In cases of chronic extrahepatic portal vein thrombosis – chronic blood clot in the vein outside of the liver – the risk of death from
bleeding is much lower thanks to preserved liver function, compared to cirrhosis – scarring of the liver due to liver diseases. On the other hand, for those who have portal vein thrombosis with cirrhosis, the survival rate over 2 years is reduced by 55%, primarily because of poor liver functioning.
Possible Complications When Diagnosed with Portal Vein Thrombosis
Portal hypertension, or high blood pressure in the veins connected to the liver, is a common side effect of chronic PVT (Portal Vein Thrombosis). It can lead to an enlarged spleen, varices (swelling) in veins other than those in food pipe and stomach, and accumulation of fluid (ascites) in the belly.
- Portal Hypertension
- Enlarged spleen
- Varices (swelling in veins)
- Ascites (fluid accumulation in the belly)
When acute PVT obstructs the venous outflow of the small intestine, it constricts and blocks the artery leading to intestinal ischemia.
- Intestinal Ischemia (obstruction in small intestine)
Septic portal vein thrombosis is the situation where PVT strikes someone with an infection in the abdomen, such as appendicitis or diverticulitis.
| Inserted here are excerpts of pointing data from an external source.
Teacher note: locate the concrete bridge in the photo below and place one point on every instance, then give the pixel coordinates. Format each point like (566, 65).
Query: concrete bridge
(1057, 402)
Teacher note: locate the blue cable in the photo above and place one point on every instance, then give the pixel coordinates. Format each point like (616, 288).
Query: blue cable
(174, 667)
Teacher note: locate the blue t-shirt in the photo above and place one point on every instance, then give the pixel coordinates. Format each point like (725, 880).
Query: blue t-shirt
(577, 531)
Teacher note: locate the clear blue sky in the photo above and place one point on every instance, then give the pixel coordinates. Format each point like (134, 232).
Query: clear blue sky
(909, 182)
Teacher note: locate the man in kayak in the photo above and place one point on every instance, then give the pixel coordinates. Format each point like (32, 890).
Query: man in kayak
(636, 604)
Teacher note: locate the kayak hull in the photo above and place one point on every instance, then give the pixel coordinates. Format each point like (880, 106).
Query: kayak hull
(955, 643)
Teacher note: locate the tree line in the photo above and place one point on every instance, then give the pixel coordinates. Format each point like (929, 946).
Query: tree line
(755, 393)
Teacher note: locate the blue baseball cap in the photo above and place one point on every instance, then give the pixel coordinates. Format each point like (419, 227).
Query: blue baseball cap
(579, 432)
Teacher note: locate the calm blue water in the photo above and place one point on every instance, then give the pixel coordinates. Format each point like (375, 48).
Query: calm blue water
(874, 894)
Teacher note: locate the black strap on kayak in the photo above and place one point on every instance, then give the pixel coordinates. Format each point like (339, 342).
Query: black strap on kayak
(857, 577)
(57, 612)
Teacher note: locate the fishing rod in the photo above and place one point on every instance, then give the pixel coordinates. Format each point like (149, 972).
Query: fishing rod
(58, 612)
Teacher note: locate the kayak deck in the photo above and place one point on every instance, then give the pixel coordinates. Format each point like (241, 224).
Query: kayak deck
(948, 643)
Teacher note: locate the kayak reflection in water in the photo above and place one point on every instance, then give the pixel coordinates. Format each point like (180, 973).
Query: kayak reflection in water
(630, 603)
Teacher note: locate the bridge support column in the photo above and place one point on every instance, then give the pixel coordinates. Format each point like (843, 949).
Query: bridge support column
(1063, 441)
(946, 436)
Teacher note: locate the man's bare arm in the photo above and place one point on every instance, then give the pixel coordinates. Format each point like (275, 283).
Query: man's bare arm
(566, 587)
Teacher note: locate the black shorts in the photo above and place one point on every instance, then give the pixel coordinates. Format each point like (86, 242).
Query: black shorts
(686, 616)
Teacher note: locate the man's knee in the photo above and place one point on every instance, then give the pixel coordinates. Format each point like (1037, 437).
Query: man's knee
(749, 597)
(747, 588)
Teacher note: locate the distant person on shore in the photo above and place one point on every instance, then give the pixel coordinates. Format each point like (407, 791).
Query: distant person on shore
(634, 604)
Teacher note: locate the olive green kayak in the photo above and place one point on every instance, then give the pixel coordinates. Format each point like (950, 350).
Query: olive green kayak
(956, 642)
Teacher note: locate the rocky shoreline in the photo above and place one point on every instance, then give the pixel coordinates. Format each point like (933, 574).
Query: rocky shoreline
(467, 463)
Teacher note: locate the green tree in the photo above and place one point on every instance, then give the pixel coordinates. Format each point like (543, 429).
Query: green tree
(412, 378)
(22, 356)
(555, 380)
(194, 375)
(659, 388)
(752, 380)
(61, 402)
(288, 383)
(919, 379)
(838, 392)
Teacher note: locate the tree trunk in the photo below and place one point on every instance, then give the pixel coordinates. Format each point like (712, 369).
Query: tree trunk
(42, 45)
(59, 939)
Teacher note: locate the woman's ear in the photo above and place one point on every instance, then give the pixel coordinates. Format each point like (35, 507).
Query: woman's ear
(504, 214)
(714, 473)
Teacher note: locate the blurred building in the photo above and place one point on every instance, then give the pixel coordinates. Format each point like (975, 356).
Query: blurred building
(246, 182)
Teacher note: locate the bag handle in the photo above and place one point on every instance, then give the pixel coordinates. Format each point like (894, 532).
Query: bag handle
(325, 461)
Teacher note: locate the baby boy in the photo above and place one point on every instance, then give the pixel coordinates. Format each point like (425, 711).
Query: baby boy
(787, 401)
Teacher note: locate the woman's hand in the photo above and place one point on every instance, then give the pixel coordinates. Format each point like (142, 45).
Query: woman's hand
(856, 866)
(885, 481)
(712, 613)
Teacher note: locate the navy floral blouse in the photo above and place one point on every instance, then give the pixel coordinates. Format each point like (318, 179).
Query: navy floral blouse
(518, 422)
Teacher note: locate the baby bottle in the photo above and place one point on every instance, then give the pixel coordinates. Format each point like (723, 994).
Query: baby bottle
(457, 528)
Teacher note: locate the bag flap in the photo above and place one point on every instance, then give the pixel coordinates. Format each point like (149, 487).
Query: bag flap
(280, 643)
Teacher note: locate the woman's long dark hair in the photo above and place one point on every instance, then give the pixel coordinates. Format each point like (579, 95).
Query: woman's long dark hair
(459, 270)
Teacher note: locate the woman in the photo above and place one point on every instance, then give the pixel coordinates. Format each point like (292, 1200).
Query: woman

- Septic Portal Vein Thrombosis (acute pylephlebitis)
Portal cholangiopathy is another complication that can occur with long-standing PVT. It happens due to the pressure on the large bile ducts from swollen veins around the portal vein. This condition may worsen, leading to narrowing of bile ducts, presenting obstructive yellowing of skin and eyes (jaundice) and inflammation of bile duct (cholangitis).